Controlling the behavioral diversity is a pivotal challenge in multi-agent reinforcement learning (MARL), particularly in complex collaborative scenarios. While existing methods attempt to regulate behavioral diversity by directly differentiating across all agents, they lack deep characterization and learning of multi-agent composition structures. This limitation leads to suboptimal performance or coordination failures when facing more complex or challenging tasks. To bridge this gap, we introduce Structured Diversity Control (SDC), a framework that redefines the system-wide diversity metric as a weighted combination of intra-group diversity, which is minimized for cohesion and inter-group diversity, which is maximized for specialization. The trade-off is governed by a pre-set Diversity Structure Factor (DSF), allowing for fine-grained, group-aware control over the collective strategy. Our method directly constrains the policy architecture without altering reward functions. This structural definition of diversity enables SDC to deliver substantial performance gains across various experiments, including increasing average rewards by up to 47.1\% in multi-target pursuit and reducing episode lengths by 12.82\% in complex neutralization scenarios. The proposed method offers a novel analytical perspective on the problem of cooperation in group-aware multi-agent systems.

Figures (10)

• Figure 1: Overview of the Structured Diversity Control (SDC) framework within a MARL training loop: (a) Structured Diversity Control: Within the SDC framework, a structured diversity constraint is imposed on the agent policies. (b) Structured Diversity: At each training step, the framework first computes the structured system diversity $\text{SND}_{\text{struct}}$ from the heterogeneous policy components. (c) Policy Factorization: Each agent's final policy is represented as the sum of a parameter-shared, homogeneous component and a rescaled, per-agent heterogeneous component. The computed $\text{SND}_{\text{struct}}$ is then compared to a desired target value $\text{SND}_{\text{des}}$ to generate a scale factor. This factor is used to rescale the heterogeneous components, resulting in the final updated policies.

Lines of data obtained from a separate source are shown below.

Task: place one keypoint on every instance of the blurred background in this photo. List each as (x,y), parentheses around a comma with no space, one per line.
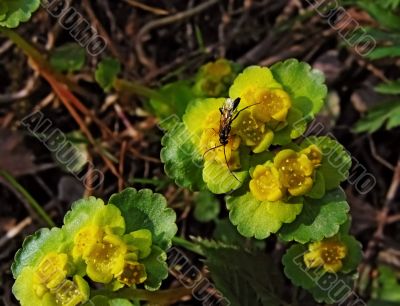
(356,44)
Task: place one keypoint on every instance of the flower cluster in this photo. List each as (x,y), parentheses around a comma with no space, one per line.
(328,254)
(247,144)
(94,244)
(290,174)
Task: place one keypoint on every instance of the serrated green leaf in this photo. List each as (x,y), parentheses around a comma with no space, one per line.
(35,247)
(220,180)
(207,207)
(182,160)
(144,209)
(388,112)
(305,85)
(259,219)
(318,189)
(69,57)
(336,162)
(106,73)
(320,218)
(225,232)
(325,287)
(100,300)
(177,96)
(89,211)
(13,12)
(244,278)
(354,255)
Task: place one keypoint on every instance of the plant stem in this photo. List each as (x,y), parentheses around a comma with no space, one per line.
(158,297)
(32,202)
(190,246)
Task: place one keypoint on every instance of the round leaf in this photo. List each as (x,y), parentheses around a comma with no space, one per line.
(182,160)
(258,219)
(305,85)
(144,209)
(207,207)
(15,11)
(320,218)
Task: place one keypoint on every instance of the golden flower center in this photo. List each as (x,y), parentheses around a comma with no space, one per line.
(272,105)
(68,294)
(250,129)
(331,254)
(292,174)
(102,255)
(133,273)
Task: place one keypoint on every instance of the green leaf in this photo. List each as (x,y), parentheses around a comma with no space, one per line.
(258,219)
(388,113)
(182,160)
(35,247)
(305,85)
(106,73)
(93,211)
(220,180)
(100,300)
(354,255)
(336,162)
(318,189)
(69,57)
(390,88)
(207,207)
(156,268)
(325,287)
(320,218)
(296,126)
(176,96)
(144,209)
(244,278)
(13,12)
(225,232)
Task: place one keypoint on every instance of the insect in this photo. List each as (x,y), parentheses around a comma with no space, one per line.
(229,113)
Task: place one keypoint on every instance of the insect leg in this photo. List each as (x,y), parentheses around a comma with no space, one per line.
(227,164)
(237,114)
(216,147)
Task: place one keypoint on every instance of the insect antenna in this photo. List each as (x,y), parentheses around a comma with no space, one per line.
(213,148)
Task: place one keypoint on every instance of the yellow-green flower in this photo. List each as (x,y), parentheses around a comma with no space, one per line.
(211,147)
(253,132)
(273,106)
(314,154)
(51,283)
(267,107)
(133,273)
(103,253)
(295,171)
(328,253)
(265,184)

• Figure 2: Verification of SDC's diversity control capability. Each colored line represents a separate training run with a different target diversity level, $\text{SND}_{\text{des}}$, ranging from 0.3 to 0.9, at a fixed DSF of $\alpha=0.9$.
• Figure 3: Analysis of the Diversity Structure Factor (DSF, $\alpha$). (Left) The effect of $\alpha$ on the inter-group diversity of the heterogeneous components. Higher $\alpha$ values, which place more weight on inter-group diversity, lead to a correspondingly higher and more sustained level of specialization between groups. (Right) Verification of total diversity control under different DSF settings. For a fixed target diversity of $\text{SND}_{\text{des}}=0.3$, the measured system diversity $\text{SND}(\{\pi_i\})$ remains stable and accurate across all tested $\alpha$ values, demonstrating the robustness of our control mechanism.

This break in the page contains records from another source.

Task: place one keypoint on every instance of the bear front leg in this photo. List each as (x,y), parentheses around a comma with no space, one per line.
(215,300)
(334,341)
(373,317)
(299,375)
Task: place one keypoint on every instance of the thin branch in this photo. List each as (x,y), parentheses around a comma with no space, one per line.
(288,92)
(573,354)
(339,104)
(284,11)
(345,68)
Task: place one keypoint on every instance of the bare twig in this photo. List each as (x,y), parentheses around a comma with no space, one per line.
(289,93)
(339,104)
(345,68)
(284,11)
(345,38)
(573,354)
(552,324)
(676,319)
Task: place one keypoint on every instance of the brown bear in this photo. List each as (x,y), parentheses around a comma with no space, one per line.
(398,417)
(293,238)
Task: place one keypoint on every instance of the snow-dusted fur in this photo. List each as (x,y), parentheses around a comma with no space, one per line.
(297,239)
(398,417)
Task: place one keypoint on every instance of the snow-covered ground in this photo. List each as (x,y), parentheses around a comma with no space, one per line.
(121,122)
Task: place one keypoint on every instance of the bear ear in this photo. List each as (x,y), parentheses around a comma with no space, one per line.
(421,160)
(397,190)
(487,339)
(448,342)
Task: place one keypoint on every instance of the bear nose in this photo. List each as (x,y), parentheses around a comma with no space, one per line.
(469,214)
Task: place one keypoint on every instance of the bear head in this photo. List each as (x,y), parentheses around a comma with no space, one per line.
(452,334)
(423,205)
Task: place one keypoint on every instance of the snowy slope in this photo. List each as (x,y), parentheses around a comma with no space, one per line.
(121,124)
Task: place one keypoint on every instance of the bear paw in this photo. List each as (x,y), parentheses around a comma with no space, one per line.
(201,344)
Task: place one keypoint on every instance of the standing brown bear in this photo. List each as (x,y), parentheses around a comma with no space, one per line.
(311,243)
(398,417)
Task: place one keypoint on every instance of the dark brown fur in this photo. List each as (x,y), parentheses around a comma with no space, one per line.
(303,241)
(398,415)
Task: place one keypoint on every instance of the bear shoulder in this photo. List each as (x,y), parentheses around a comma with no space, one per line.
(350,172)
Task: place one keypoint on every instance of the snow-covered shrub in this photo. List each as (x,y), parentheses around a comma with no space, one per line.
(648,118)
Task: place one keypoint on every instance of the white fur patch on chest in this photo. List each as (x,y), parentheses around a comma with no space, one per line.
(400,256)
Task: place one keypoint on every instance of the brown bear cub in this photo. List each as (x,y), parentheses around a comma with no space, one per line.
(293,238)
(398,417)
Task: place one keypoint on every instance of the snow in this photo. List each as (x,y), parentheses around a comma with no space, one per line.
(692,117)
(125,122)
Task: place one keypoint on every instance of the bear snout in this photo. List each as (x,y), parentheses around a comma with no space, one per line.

• Figure 4: Performance and diversity comparison in the Shielded Tag environment (7vs2 scenario) with a target diversity of $\text{SND}_{\text{des}}=0.3$. (Left) Mean episode length over training. SDC (red) learns a superior strategy, completing the task significantly faster than DiCo (blue). (Right) Measured total system diversity, $\text{SND}(\{\pi_i\})$. Both methods successfully converge to and maintain the target diversity level of 0.3.
• Figure 5: Comparison of average rewards between DiCo and SDC across scenarios with a target diversity of $\text{SND}_{\text{des}}=0.3$. (a) Comparison of Average Rewards for DiCo and SDC in “5 chasing 2" scenario. (b) Comparison of Average Rewards for DiCo and SDC in “6 chasing 2" scenario. (c) Comparison of Average Rewards for DiCo and SDC in “7 chasing 2" scenario.